The Question
Design

High-Performance Ad Serving & Tracking System

Design a scalable ad serving platform capable of handling 10,000 requests per second with sub-100ms latency. The system must support advertiser campaign management, targeted ad retrieval based on keywords and location, real-time budget enforcement to prevent significant overspending, and a robust tracking mechanism for billions of impressions and clicks.

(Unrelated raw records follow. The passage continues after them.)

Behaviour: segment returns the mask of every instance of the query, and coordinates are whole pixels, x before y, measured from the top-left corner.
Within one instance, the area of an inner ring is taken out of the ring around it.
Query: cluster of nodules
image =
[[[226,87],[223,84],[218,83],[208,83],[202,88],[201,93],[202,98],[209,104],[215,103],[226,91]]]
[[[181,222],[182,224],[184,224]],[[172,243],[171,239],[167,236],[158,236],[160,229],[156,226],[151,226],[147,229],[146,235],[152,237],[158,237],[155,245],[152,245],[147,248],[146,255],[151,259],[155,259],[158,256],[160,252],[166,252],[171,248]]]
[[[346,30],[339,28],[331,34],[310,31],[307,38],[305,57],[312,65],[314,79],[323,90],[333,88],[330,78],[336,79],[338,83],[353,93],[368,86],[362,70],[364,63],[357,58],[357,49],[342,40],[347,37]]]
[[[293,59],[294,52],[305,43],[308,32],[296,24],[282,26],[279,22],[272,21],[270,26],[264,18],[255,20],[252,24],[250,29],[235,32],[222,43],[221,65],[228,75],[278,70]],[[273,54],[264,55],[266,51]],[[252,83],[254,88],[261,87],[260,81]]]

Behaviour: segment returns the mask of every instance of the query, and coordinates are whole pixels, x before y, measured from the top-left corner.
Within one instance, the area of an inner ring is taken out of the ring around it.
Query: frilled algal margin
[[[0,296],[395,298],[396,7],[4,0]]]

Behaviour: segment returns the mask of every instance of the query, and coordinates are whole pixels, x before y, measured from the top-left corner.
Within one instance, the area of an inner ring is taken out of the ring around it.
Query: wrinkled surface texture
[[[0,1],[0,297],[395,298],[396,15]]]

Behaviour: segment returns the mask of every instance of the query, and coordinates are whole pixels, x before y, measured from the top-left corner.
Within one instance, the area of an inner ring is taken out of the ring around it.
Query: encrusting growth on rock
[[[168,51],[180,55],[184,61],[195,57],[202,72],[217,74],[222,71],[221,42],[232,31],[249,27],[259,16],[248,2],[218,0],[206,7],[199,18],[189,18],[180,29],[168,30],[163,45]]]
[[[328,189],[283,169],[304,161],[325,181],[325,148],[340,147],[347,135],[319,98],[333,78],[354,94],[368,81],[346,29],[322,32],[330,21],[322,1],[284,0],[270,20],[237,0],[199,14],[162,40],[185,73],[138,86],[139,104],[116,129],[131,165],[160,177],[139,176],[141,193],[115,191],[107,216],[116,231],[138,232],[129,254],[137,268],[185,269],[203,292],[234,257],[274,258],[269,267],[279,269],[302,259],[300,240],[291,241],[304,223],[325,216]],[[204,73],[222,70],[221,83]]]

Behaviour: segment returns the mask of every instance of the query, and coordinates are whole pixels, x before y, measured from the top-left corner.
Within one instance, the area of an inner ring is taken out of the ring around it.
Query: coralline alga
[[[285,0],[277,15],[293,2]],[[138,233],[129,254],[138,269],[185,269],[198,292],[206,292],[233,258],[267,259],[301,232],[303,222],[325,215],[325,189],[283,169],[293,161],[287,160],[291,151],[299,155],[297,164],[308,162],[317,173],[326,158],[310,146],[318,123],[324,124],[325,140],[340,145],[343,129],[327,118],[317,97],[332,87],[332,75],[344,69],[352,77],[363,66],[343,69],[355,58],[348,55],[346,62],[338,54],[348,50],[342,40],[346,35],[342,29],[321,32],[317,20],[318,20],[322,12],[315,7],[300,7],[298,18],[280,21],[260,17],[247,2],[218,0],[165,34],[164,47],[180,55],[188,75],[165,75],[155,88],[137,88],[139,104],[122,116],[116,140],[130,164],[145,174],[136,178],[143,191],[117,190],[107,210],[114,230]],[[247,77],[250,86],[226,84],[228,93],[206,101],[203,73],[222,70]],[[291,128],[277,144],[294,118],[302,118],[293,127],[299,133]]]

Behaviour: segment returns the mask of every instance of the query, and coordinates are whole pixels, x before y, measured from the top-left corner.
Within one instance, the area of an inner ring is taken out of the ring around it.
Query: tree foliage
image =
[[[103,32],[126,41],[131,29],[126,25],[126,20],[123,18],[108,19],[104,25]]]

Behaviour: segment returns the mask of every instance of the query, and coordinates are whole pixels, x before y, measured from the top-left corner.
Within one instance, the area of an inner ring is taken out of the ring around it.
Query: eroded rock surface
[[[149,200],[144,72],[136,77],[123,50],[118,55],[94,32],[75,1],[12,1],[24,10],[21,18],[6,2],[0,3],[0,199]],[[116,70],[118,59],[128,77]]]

Discuss how you would handle the trade-offs between low-latency ad delivery and eventual consistency in billing/budgeting, especially under peak load conditions.
Redis
Kafka
PostgreSQL
S3
Flink
gRPC
HMAC
Bloom Filter
Questions & Insights

Clarifying Questions

Traffic Scale: What is the expected scale for the MVP? (Assumed: 10,000 QPS for ad requests, 100M active ads).
Targeting Complexity: Are we supporting complex ML-based behavioral targeting or simple attribute-based (Geo, Keyword, Category) targeting? (Assumed: Simple attribute-based for MVP).
Ad Types: Which formats are supported? (Assumed: Search and Display ads).
Budgeting & Billing: Is "near real-time" budget exhaustion required to prevent overspending? (Assumed: Yes, within a 1-5 minute window).
Latency SLA: What is the p99 latency requirement for the ad-selection response? (Assumed: < 100ms).

Thinking Process

The core challenge of an ad serving system is the "Selection Problem"—quickly filtering millions of ads down to 1-5 relevant ones—and the "Accounting Problem"—ensuring advertisers aren't charged after their budget is gone.
How do we retrieve ads in < 50ms? Use an In-Memory Ad Index (inverted index) to filter by targeting criteria, followed by a lightweight ranker.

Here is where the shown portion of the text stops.